NEIN | Sojourners


No European church statement on nuclear arms has created controversy more quickly than the June, 1982 declaration of the West German Reformed Alliance. The debate's intensity was sparked by the statement's use of the European tradition of status confessionis. This means that there come times in the church when Christians have to offer a confession.

Originating in the Reformation of the 16th century in regard to doctrinal issues, the notion that an issue has reached the status of confession is intended to force a distinction between teachings still Christian and teachings that must be considered un-Christian and sinful. Dietrich Bonhoeffer and the Confessing Church used the idea to take a stand against Nazi teachings infiltrating the churches in the 1930s. In its 1934 Barmen Declaration, the Confessing Church employed status confessionis to reject any loyalty to the ideology of National Socialism.

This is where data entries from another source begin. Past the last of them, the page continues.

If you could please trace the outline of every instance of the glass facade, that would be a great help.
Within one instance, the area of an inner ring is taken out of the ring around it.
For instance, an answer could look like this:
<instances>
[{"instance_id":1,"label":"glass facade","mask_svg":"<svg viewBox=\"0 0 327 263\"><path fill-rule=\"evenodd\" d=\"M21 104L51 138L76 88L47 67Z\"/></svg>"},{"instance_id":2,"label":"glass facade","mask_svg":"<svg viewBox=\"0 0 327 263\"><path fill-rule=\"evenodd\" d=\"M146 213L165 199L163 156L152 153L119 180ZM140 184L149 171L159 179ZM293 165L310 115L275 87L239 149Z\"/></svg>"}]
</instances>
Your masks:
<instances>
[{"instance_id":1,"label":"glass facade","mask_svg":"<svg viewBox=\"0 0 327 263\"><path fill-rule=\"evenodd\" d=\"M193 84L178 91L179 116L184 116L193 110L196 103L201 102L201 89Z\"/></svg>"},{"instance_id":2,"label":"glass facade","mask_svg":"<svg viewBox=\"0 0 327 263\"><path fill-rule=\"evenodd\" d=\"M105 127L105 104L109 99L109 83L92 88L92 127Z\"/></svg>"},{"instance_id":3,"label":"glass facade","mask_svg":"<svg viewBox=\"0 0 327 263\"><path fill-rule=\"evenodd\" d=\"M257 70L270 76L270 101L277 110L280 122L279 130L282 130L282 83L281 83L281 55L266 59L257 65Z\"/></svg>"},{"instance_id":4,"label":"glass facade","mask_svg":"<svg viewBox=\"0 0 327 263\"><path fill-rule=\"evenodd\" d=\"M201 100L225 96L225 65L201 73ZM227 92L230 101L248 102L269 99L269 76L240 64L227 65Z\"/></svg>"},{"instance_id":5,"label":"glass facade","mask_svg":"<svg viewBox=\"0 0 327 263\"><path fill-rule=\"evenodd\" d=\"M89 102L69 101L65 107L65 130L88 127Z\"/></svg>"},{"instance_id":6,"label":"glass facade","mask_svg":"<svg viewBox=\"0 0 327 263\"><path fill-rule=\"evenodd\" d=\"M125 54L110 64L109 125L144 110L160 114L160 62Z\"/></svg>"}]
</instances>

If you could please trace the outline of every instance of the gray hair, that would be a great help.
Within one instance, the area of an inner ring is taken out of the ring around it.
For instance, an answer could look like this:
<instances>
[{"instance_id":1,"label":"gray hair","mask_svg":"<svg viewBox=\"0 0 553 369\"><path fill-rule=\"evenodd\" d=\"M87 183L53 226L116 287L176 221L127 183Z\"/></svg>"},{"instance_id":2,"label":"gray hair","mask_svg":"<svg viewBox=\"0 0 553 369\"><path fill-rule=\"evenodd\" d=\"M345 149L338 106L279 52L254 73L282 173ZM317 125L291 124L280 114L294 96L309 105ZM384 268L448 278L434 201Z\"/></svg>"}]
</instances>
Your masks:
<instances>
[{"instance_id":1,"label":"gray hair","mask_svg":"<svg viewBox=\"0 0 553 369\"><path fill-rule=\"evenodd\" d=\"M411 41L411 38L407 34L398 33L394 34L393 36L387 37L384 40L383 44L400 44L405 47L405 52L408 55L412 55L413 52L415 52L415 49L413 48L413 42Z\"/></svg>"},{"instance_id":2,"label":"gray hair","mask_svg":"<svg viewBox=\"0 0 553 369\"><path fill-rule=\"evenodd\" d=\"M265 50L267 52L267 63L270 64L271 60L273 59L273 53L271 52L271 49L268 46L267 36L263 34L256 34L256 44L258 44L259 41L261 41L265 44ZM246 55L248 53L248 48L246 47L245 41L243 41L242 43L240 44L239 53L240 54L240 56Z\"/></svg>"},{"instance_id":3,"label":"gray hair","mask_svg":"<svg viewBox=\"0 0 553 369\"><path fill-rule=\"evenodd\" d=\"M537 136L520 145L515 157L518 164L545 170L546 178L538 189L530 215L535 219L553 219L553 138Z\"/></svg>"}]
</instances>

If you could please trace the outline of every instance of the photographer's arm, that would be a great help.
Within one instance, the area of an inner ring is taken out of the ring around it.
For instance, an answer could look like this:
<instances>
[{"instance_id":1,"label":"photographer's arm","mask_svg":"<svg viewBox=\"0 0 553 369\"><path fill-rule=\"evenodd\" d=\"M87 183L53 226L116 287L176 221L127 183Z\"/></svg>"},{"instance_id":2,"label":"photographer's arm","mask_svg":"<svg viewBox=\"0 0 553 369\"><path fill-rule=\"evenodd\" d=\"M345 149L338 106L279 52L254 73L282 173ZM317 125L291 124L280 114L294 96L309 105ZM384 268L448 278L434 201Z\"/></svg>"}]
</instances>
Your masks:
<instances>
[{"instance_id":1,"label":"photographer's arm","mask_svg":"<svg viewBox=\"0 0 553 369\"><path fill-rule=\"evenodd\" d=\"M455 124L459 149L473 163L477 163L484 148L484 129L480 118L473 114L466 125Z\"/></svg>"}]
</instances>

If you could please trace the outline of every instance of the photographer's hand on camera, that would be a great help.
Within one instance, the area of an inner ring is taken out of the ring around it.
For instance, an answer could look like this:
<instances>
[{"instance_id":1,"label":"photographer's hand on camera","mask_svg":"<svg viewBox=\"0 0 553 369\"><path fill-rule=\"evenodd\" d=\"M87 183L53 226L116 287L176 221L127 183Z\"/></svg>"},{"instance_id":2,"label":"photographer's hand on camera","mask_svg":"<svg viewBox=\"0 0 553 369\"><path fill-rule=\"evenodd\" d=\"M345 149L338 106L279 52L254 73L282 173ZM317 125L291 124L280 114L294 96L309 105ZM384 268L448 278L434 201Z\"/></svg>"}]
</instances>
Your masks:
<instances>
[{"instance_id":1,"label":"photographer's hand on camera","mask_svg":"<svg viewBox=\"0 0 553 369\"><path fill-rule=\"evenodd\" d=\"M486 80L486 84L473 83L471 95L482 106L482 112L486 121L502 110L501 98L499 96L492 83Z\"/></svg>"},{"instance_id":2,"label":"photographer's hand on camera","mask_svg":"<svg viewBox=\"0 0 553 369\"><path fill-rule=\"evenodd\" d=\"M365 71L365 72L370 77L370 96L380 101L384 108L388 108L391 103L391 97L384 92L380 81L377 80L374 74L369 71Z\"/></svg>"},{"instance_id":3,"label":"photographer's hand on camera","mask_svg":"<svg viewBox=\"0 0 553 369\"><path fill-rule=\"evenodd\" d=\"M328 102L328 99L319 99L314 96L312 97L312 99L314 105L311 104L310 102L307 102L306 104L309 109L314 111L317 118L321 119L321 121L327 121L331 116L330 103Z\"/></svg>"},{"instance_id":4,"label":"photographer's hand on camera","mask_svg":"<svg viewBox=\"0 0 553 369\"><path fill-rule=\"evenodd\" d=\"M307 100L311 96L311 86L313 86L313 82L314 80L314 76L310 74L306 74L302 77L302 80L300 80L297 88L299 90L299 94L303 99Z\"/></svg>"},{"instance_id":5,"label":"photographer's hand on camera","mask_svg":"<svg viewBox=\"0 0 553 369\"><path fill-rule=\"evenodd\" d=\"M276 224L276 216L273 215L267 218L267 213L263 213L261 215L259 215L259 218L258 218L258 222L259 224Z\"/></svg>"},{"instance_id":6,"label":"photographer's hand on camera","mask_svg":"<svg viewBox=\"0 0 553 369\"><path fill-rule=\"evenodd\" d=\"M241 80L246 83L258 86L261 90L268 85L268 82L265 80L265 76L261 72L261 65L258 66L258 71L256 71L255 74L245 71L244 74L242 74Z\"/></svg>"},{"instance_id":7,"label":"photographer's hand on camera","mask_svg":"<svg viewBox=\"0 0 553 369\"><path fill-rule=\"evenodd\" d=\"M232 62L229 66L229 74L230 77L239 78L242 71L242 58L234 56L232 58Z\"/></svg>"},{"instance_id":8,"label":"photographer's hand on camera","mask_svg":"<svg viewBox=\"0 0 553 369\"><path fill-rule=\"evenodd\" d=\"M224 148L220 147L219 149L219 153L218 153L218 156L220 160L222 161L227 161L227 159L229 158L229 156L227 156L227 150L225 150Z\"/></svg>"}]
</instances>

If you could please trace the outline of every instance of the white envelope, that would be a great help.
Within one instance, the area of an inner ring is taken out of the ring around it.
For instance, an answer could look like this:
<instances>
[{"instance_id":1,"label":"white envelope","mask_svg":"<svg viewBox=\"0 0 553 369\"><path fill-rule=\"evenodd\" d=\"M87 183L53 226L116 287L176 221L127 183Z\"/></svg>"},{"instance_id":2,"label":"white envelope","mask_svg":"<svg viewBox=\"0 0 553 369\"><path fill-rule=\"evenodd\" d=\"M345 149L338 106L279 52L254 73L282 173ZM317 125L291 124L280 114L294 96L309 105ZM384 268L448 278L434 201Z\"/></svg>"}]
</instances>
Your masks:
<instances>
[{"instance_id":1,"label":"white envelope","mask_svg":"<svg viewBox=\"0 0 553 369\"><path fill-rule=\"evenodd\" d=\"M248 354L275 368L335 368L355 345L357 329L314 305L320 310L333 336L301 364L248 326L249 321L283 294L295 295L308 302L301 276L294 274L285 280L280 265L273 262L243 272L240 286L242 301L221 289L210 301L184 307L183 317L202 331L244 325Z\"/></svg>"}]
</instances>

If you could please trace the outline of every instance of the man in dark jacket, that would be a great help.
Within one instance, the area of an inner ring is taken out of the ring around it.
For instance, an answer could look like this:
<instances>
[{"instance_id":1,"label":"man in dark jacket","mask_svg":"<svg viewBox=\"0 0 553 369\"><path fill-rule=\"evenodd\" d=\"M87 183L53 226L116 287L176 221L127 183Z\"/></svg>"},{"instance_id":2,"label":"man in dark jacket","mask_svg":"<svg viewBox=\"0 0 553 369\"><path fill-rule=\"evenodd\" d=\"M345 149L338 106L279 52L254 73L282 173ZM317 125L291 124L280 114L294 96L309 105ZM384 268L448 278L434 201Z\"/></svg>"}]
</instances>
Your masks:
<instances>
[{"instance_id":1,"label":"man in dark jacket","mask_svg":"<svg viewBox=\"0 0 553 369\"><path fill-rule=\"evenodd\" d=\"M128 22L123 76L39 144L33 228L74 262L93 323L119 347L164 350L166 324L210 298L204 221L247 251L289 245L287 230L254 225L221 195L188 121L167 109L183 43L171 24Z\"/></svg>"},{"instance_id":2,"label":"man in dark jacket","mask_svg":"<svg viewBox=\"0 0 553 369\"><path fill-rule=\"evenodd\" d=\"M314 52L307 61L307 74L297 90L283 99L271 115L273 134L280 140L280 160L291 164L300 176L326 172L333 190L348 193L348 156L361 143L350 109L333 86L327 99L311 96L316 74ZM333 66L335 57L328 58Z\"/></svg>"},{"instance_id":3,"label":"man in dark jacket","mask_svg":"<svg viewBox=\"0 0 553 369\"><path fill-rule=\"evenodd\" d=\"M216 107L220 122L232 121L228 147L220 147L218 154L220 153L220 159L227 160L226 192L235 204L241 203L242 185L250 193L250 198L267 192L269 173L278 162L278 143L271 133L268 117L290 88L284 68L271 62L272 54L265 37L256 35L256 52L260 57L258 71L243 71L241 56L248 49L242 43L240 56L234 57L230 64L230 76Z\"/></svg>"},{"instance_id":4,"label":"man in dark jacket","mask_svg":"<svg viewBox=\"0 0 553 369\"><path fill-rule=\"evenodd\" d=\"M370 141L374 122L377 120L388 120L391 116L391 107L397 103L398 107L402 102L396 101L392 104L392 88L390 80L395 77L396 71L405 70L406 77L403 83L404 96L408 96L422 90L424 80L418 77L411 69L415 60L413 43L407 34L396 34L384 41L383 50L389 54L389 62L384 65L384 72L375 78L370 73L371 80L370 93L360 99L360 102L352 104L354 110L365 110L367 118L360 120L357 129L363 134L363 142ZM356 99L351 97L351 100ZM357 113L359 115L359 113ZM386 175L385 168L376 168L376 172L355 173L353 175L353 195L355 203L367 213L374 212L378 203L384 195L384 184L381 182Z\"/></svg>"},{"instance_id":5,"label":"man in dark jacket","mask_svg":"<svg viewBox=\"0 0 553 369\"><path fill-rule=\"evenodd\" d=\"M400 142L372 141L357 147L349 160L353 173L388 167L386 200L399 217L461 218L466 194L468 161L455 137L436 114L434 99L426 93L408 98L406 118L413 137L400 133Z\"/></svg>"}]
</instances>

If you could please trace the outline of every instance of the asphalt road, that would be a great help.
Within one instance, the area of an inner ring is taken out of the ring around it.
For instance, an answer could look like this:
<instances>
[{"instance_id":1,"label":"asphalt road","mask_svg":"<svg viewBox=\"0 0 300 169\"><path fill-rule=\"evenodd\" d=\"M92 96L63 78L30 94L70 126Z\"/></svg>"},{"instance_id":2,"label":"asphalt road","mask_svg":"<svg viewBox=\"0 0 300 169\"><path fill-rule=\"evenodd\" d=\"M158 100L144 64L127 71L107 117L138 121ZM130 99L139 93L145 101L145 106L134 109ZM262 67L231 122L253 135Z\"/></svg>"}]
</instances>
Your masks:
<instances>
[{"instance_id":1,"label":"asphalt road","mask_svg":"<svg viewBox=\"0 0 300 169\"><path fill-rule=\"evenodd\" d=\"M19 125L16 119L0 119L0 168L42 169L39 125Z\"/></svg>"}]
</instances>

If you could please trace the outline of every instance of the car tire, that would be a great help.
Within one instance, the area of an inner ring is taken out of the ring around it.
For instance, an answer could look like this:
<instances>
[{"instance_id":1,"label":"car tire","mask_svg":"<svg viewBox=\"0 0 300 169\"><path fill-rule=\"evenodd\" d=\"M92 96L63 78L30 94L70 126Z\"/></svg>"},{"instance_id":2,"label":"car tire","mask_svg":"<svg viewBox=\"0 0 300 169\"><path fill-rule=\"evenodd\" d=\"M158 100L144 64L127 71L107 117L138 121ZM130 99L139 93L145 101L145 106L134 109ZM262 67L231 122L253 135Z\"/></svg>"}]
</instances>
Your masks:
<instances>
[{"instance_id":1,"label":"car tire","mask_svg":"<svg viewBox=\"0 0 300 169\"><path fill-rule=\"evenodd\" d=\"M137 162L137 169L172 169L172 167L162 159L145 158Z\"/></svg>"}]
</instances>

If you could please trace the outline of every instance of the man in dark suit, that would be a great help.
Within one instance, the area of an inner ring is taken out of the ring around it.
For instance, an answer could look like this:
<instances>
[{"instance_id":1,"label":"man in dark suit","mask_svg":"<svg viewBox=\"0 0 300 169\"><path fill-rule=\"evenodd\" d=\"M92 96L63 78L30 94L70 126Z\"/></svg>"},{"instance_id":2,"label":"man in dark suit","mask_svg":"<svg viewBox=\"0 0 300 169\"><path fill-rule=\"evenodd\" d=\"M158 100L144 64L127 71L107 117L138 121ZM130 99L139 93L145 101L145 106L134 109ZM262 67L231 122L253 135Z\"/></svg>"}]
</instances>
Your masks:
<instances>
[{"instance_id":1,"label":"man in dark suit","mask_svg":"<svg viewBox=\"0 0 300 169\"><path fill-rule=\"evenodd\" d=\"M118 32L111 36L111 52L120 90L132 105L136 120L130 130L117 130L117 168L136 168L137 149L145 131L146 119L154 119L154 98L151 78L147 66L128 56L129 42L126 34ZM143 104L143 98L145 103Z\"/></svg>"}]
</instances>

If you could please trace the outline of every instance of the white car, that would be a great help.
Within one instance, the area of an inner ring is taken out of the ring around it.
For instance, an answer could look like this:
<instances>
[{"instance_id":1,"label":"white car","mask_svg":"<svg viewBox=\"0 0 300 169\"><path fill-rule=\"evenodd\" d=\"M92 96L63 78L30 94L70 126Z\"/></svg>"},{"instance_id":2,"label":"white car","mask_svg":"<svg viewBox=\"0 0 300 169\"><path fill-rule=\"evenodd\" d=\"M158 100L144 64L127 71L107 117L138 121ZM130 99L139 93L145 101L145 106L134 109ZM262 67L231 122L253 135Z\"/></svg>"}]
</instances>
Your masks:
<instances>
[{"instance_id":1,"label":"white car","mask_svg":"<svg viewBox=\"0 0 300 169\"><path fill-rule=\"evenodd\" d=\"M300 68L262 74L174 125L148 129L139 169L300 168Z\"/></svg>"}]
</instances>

Today we often hear that Russia is using Europe as a pawn in the propaganda war surrounding, for example, the Geneva arms reduction talks. The European peace movement is often called communist-inspired. But in order to understand the resistance in the churches, one has to go at least back to the 1950s when nuclear weapons were first placed on European soil and the church protest began. Much of it, even then, was rooted in the status confessionis argument of the Nazi era.

The June, 1982 Reformed Alliance statement has to be read against this background. At its core it offers an either/or on the European scene. The Reformed Alliance position argues in effect that you cannot be a Christian and support nuclear arms.